Even the smell is enough: Caffeine

Even the smell is enough caffeine

Every day, 2 billion cups caffeine are consumed worldwide. But what actually happens after you take that first sip? Here are the facts you need to know about caffeine…
One of the most consumed beverages today… There is a coffee option for almost every palate, with milk, cream, special syrup, black, strong, softer drink. Some cannot do without it as soon as they wake up in the morning, and some cannot do without a coffee after breakfast or after dinner. In other words, it is indispensable for many people, from drinking it for pleasure to drinking it to sleep and work in a concentrated way.

So what really happens when you drink coffee? Although it is known to help wake up and burn more calories in sports, what effects does it actually have? What does it do to the body?

see also: The Truth About Caffeine and ADHD


In fact, coffee starts to show its effects before you even take a sip. According to a 2019 study of 80 people aged 18-22, just smelling coffee can improve memory and induce sleep.

Another study in 2018 also found that subjects performed better on analytical reasoning tests after smelling good odours. However, researchers have suggested that this effect on odour may be a placebo.

Although there are questionable results about its odour, its effects begin to be seen shortly after ingestion. A 2008 study found that the effects of a cup of coffee can occur only 10 minutes after drinking, although it is also stated that the highest concentration of caffeine in the blood occurs after 45 minutes.


Caffeine acts as a central nervous system stimulant. That is; it makes people more alert and focussed, but also potentially more irritable and anxious. This is actually related to the body’s adenosine receptors, which help regulate heart rate, blood flow and sleep-wake cycles. Caffeine can trick the nerve cells and instead bind to them, preventing adenosine from doing its job.

For many people, this produces mood-elevating effects, but can also cause anxiety after high doses. While the body adapts to the effects of caffeine after a while, different people can react very differently to the same amount of caffeine.


Another effect of caffeine is to increase performance in sporting activities. A study of amateur cyclists in 2020 found that coffee increased performance by an average of 1.7 per cent. Although this value does not seem to be very effective, it is quite important for moderately competitive athletes. An older British study also reported a dose-dependent improvement in reaction times, memory and visual-spatial reasoning tests among coffee drinkers.

However, the researchers caution that such an advantage on performance comes from the caffeine itself, noting that coffee may not always be a good source of caffeine. A recent analysis found that a medium cappuccino at Costa contains 325 mg of caffeine, while an equivalent cup at Starbucks contains only 66 mg.

A 2003 study also found different caffeine concentrations in the same drink bought from the same shop on six consecutive days.

The researchers state that the roasting of the beans also breaks down the caffeine. In general, darker beans may therefore have a lower caffeine content. The team recommends that athletes take caffeine in pill form if they only take caffeine to improve performance.


How often and how much coffee should be drunk per day is often a matter of debate. According to research, caffeine has a half-life of about six hours, which means that if the last espresso is drunk at 16:00, half of the caffeine will still be in the system at 22:00, the time of rest.

Sleep coach Nick Littlehales, who has worked with several football teams, gives the following advice on caffeine intake: “It should be taken in a nice, balanced way. I see a lot of people drinking three coffees in a row in the morning and by lunchtime they’re at 1,000-1,500mg. That’s not a very sensible way to go. The important thing is to keep everything nice and balanced, without big ups and downs.”


One of the most controversial issues about caffeine for the scientific community is who can and cannot consume it. Some suggest that excess intake may be linked to an increased risk of cancer or heart problems, while others say a few cups a day is good for health.

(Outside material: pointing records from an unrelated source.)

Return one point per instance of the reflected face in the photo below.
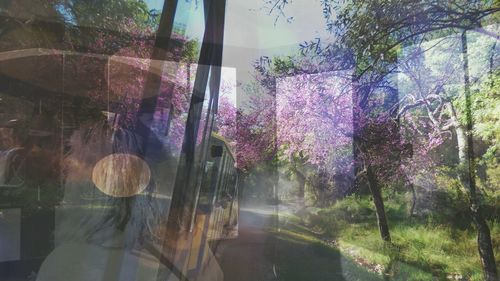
(121, 175)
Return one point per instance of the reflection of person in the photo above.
(100, 234)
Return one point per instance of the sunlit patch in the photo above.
(121, 175)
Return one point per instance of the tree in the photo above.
(375, 32)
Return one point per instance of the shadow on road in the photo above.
(264, 252)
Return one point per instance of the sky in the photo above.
(250, 32)
(248, 23)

Research conducted in 2017 indicates that if coffee is taken at normal levels (three to four cups), the risks associated with various health problems may be reduced. For example, it is emphasised that coffee reduces the risk of cardiovascular disease, Parkinson’s disease and type 2 diabetes, as well as various types of cancer.


There is also some evidence that its mood-boosting effects may be beneficial in the long term. Studies in 2016 found that caffeine consumption reduces the risk of depression, while a study conducted in Finland in 2010 found a similar result for coffee. In the Finnish study, it was observed that when other caffeinated beverages were consumed, their link to mood was weaker. This showed that there was something in coffee that could particularly affect mood.


Does it make a difference how you drink it? In short: Yes. However, there is not much research on this subject. It doesn’t matter when the beans are ground, but how much is important. A finer grind releases more polyphenols and has slightly more beneficial effects.

Paper-filtered coffee may be healthier than coffee made with a metal filter or no filter at all. A study published in 2020 that followed more than 500,000 coffee drinkers for nearly two decades found that filter coffee drinkers had lower rates of artery disease and mortality. The authors of the study concluded that substances in coffee that can raise LDL cholesterol, the bad kind, can be removed using a filter.

Surprisingly little research has been done on which of the coffee varieties is best. There is also no consensus on the effect of supplements containing milk and fat with coffee.